Montreal Daily Star, 1 July 1919, page 10
Margaret Currie’s Chats
No other day in the year should stand for quite as much to us as Dominion Day, and I often wonder if any of us appreciate it as its true value and make as much of it as we should. How many of us know the words of “O Canada” and sing it with all the fervent spirit we can command? Not very many, if we may judge by the few who sing it when it is occasionally played at one of the local theatres.
How many of us hang out our flags on Dominion Day, and how many of us know the history of Confederation? How many of us spend our vacation and our vacation money in our own country? How many of us thrill as we should to the thought that we are Canadians, and that this country of Canada is our heritage, the greatest, teeming-with-possibilities country to the world?
We are thoroughly British in one thing at least. We are strongly inclined to self-depreciation. We think every other country but our won has things worthy of praise. We women are especially guilty in that respect. We talk of our new frock, shoes, or hat with much more respect if we can say it comes from Paris, London or New York, but if we had it made in Montreal – “oh, it’s just a rag. A little dressmaker here ran it up for me.”

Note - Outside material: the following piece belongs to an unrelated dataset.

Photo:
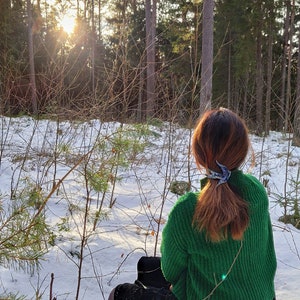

All of our young people have the idea that they must go away to make good. Certain it is that our employers of labor have themselves to blame for that feeling. It is the rare person who has sufficient patriotism to stay in Canada at a low wage when he knows he can sell his talents to a much higher bidder in the States, and when he knows that many Canadian employers will give a higher wage to the employee who has had American training.
It is one of the things that we must get together on. Canada for Canadians should be a watchword for all of us. We should feel that we must devote our talents and our energies to making Canada the most desirable country in the world to ourselves and to the strangers within our gates. We must be sufficiently conceited to know that Canada is the brightest jewel in the Imperial Crown, and that we must never dim its lustre.
When we are away, we should set in that people may feel that Canadians are good people to know and to live with, when we meet people from other countries who are our guests, it is unnecessary to start a controversy to prove that Canada is a great country. We know it is. We know what our men have done in the Great War. We have official records to prove that our men were “there” all the time, all the way. We went over the top all along the line – in men and in money. Our pride in our heroes and their achievements is so great that we should feel noting is too much or us to show them that Canada is their home and that they have come back to a country that loves them and believes in them, and wants to help them in all the problems of the after the war reconstruction.
This is perhaps the greatest Dominion Day since Confederation, because it is almost identical with the signing of the peace after the most dreadful war in history, a war in which our men have taken so great and glorious a past. Let us make it the dawn of a brighter era for Canada by our new and deeper patriotism. Let us resolve that Canada’s future shall be a higher and more glowing purpose in every Canadian heart, that we may be worthy of the high place among the nations that our men have won for us.